Ancora mi viene difficile comprendere il motivo per il quale gli spazi utilizzati per l’attività calcio, ovverosia i campi polifunzionali di Praia a Mare, non possano tutelare mio figlio Lorenzo, mentre sono sicuri per gli altri bambini.

È lapalissiano come l’ente comunale non abbia riservato alla scrivente lo stesso trattamento offerto ai genitori di soggetti non disabili.

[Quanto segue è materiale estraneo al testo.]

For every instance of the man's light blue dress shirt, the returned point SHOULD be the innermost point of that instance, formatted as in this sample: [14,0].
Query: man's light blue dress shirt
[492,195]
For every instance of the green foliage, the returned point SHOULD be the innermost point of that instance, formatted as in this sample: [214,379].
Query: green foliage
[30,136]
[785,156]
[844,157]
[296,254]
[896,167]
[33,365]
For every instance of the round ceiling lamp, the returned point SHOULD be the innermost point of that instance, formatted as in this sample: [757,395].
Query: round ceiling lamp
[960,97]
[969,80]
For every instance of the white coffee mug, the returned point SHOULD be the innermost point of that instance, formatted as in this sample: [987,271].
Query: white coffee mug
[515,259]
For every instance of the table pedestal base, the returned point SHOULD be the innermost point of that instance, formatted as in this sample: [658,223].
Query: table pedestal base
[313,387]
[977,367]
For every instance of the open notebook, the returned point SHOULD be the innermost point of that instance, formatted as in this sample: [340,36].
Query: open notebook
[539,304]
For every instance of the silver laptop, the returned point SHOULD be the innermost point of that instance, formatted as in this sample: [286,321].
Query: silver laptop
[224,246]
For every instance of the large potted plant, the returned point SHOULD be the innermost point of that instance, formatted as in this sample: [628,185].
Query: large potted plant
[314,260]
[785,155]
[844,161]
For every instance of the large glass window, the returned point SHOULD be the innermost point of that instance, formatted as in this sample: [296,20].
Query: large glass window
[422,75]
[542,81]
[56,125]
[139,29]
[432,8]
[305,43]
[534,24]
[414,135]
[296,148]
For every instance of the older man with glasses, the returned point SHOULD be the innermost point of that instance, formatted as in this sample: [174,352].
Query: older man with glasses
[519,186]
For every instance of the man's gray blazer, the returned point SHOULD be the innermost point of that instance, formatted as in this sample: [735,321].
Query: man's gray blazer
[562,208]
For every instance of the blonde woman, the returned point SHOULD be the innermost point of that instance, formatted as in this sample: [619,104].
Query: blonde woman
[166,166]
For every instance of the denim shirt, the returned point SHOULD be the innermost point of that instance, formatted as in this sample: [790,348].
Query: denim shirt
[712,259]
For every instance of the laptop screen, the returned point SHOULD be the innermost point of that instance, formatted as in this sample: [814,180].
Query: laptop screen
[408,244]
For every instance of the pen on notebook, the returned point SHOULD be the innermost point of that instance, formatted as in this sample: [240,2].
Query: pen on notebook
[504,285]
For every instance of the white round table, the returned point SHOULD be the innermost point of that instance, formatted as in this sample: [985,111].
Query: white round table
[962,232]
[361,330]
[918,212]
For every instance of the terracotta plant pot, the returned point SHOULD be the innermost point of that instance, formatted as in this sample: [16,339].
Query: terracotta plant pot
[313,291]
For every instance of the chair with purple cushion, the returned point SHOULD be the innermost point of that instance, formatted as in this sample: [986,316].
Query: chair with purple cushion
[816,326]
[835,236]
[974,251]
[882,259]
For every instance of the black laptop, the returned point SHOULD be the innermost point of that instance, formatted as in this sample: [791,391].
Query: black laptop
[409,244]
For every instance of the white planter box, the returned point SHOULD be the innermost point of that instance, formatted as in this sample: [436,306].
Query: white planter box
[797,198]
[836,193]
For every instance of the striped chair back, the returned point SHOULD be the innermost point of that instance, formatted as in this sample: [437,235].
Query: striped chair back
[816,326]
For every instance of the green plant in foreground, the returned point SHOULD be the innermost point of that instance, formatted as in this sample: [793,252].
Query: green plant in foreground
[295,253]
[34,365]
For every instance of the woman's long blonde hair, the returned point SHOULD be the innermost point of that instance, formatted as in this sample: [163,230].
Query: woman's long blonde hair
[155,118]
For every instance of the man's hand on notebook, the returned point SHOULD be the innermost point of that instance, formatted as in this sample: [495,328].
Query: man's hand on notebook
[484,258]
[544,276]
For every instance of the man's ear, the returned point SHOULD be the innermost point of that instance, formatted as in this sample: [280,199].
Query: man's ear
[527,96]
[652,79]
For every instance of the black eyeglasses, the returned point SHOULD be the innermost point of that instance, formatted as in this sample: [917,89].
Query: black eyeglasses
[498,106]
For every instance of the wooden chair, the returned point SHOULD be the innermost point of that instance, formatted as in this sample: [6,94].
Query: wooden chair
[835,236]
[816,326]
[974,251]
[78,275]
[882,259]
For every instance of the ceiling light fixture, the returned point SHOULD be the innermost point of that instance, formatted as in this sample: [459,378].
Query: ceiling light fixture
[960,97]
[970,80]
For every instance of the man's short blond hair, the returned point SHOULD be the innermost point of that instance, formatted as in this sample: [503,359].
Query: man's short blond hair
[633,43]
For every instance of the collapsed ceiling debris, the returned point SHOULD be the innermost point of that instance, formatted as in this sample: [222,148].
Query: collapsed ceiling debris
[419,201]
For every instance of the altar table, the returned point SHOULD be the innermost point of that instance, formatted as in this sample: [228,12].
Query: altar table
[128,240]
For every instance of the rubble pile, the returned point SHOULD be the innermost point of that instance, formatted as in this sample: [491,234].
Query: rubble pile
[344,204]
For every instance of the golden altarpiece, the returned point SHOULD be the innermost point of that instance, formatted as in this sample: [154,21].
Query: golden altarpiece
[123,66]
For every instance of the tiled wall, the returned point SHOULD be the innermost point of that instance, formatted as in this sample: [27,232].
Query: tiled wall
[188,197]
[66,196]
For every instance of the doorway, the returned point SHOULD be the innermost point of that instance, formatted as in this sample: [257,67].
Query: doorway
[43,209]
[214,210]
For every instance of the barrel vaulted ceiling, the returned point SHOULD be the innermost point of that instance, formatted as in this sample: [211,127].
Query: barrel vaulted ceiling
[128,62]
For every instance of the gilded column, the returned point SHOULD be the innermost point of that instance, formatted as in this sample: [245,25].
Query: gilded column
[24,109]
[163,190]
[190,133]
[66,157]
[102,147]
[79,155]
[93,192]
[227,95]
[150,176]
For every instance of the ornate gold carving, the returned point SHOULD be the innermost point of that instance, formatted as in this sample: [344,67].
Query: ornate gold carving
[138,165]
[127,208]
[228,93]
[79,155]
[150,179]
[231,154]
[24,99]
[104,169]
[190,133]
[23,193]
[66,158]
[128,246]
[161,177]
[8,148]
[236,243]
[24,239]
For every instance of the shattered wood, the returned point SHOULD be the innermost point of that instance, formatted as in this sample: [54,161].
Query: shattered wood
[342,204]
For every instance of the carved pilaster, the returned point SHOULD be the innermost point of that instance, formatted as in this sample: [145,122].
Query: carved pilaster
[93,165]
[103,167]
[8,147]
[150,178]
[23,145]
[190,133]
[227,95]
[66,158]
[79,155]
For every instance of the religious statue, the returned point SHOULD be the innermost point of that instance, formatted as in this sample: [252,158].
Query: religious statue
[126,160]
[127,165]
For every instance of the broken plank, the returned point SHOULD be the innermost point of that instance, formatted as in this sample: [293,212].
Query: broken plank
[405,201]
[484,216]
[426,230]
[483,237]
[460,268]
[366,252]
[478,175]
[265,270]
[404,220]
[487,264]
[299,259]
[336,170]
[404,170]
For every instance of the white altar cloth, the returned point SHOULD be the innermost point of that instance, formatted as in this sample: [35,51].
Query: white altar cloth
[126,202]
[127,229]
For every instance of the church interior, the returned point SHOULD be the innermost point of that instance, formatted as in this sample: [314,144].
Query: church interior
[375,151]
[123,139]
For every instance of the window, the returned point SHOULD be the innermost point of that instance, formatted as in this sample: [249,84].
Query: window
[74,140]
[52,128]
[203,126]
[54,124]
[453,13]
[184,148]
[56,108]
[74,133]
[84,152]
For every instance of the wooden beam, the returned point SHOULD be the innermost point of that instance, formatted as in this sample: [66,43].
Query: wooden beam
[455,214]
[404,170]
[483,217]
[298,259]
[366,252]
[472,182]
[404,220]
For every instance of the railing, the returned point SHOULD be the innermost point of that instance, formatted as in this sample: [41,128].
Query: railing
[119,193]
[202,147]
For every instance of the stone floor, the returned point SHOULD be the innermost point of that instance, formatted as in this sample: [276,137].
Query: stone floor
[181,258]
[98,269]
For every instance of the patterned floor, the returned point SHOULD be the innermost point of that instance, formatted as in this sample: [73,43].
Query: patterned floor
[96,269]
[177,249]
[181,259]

Eppure la nostra Carta Costituzionale – sebbene risalente al lontano 1948 -, nonché le successive leggi nazionali e internazionali in materia di disabilità e di diritti umani rappresentano il baluardo per l’eliminazione di qualsivoglia discriminazione.

Pertanto, alla luce di quanto sopra narrato, risulta evidente e lecita l’attuale mia volontà di non far frequentare a Lorenzo l’attività calcio promossa dal centro comunale socio-educativo di Praia a Mare.

Lorenzo merita, indubbiamente, un’accoglienza diversa che, in questi giorni, gli è stata già manifestata e tributata da numerose scuole calcio, esistenti nella provincia di Cosenza, alle quali vanno i miei più sentiti pubblici ringraziamenti.

Mi auguro che la protagonista di detta spiacevole vicenda si assuma tutte le responsabilità civili e penali del caso e abbia, quantomeno, il buon senso di chiedere pubblicamente scusa a Lorenzo e alla categoria che egli rappresenta, affinché il “rappresentare con attenzione ed inclusività” non rimanga, ahimè, una bella frase “ad effetto”, ma trovi applicazione nella
quotidianità.

Preannuncio di riservarmi sin d’ora ogni azione penale e civile a tutela di Lorenzo, al fine di vedere affermati i propri diritti, ricorrendo alla produzione, nelle competenti sedi giudiziarie, di prove e documenti che non si prestano a fantasiose interpretazioni.